Do you mean starting this script for a single process or for _all_ the
processes and threads running on the system ?

 
  24  * For each event bit that is set, that engine will get the
  25  * appropriate ops-report_*() callback when the event occurs.  The
  26  * struct utrace_engine_ops need not provide callbacks for an event
  27  * unless the engine sets one of the associated event bits.
  
  Looking at utrace_set_events(), we seem to be limited to 32 events on a
  32-bits architectures because it uses a bitmask ? Isn't it a bit small?
 
 There are only a few types of thread events that involve different
 classes of treatment, or different degrees of freedom in terms of
 interference with the uninstrumented fast path of the threads.
 
 For example, it does not make sense to have different flag bits for
 different system calls, since choosing to trace *any* system call
 involves taking the thread off of the fast path with the TIF_ flag.
 Once it's off the fast path, it doesn't matter whether the utrace core
 or some client performs syscall discrimination, so it is left to the
 client.
 

If we limit ourself to thread-interaction events, I agree that they are
limited. But in the system-wide tracing scenario, the criterions for
filtering can apply to many more event categories.

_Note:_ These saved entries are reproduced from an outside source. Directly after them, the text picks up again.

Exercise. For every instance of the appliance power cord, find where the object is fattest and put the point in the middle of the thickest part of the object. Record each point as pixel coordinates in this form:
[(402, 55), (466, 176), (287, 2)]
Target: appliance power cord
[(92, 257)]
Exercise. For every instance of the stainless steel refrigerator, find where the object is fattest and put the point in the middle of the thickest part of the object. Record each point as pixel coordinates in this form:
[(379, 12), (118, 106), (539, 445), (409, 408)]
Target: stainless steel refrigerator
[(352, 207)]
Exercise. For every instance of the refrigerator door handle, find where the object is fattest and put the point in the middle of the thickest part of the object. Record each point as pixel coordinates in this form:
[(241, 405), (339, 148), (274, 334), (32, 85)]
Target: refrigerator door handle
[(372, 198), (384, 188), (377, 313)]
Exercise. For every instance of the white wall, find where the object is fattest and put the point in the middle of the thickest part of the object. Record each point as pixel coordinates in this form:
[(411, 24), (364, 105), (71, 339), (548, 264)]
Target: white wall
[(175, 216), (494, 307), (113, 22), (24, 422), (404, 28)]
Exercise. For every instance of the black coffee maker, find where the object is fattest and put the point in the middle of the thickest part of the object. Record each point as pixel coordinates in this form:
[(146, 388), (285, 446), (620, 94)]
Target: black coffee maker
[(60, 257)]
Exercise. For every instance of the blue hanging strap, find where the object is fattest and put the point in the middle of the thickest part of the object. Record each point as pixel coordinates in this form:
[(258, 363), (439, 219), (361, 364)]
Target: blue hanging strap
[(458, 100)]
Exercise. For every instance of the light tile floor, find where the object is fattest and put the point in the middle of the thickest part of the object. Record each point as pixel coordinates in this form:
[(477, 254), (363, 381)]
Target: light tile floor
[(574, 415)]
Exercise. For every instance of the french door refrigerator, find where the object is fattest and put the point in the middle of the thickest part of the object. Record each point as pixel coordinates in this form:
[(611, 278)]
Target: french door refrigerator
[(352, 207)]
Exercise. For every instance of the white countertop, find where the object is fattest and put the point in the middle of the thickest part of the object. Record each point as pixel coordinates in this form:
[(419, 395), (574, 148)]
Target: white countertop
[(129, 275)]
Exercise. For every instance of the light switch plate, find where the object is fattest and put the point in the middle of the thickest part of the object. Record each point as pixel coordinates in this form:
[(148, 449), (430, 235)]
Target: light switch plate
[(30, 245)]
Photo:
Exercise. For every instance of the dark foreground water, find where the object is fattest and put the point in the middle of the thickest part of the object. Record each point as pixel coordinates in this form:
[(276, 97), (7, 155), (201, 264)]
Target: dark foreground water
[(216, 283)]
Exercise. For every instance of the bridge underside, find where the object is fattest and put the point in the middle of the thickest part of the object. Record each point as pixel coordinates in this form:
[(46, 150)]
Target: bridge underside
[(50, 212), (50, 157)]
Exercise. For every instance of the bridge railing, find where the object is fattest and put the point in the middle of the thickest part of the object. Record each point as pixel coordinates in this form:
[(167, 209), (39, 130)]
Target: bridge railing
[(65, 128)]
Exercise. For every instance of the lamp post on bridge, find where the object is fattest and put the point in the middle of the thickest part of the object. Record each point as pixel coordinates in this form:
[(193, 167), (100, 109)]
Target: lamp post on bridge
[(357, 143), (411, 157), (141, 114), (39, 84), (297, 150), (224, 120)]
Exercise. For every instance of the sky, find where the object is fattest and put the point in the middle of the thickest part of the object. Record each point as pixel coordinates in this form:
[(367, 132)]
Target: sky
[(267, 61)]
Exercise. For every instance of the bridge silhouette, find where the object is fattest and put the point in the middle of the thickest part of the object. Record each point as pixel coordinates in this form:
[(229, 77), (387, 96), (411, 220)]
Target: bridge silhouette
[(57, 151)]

Referring to Roland's reply, I think using utrace to enable system-wide
collection of data would just be a waste of resources. Going through a
more lightweight system-wide activation seems more appropriate to me.
Utrace is still a very promising tool to trace process-specific activity
though.

Mathieu

 
  682 /**
  683  * utrace_set_events_pid - choose which event reports a tracing engine 
  gets
  684  * @pid:thread to affect
  685  * @engine: attached engine to affect
  686  * @eventmask:  new event mask
  687  *
  688  * This is the same as utrace_set_events(), but takes a struct pid
  689  * pointer rather than a struct task_struct pointer.  The caller must
  690  * hold a ref on @pid, but does not need to worry about the task
  691  * staying valid.  If it's been reaped so that @pid points nowhere,
  692  * then this call returns -%ESRCH.
  
  
  Comments like but does not need to worry about the task staying valid
  does not make me feel safe and comfortable at all, could you explain
  how you can assume that derefencing an invalid pointer will return
  NULL ?
 
 (We're doing a final round of internal (pre-LKML) reviews of the
 utrace implementation right now on utrace-devel@redhat.com, where such
 comments get fastest attention from the experts.)
 
 For this particular issue, the utrace documentation file explains the
 liveness rules for the various pointers that can be fed to or received
 from utrace functions.  This is not about feeling safe, it's about
 what the mechanism is deliberately designed to permit.
 
 
  About the utrace_attach_task() :
  
  244 if (unlikely(target-flags  PF_KTHREAD))
  245 /*
  246   

Re: [RFC][PATCH 1/2] tracing/ftrace: syscall tracing infrastructure

2009-03-19 Thread Roland McGrath
The utrace API itself is not a good fit for global tracing, since its
purpose is tracing and control of individual user threads.  There is
no reason to allocate its per-task data structures when you are going
to treat all tasks the same anyway.  The points that I think are being
missed are about the possibilities of overloading TIF_SYSCALL_TRACE.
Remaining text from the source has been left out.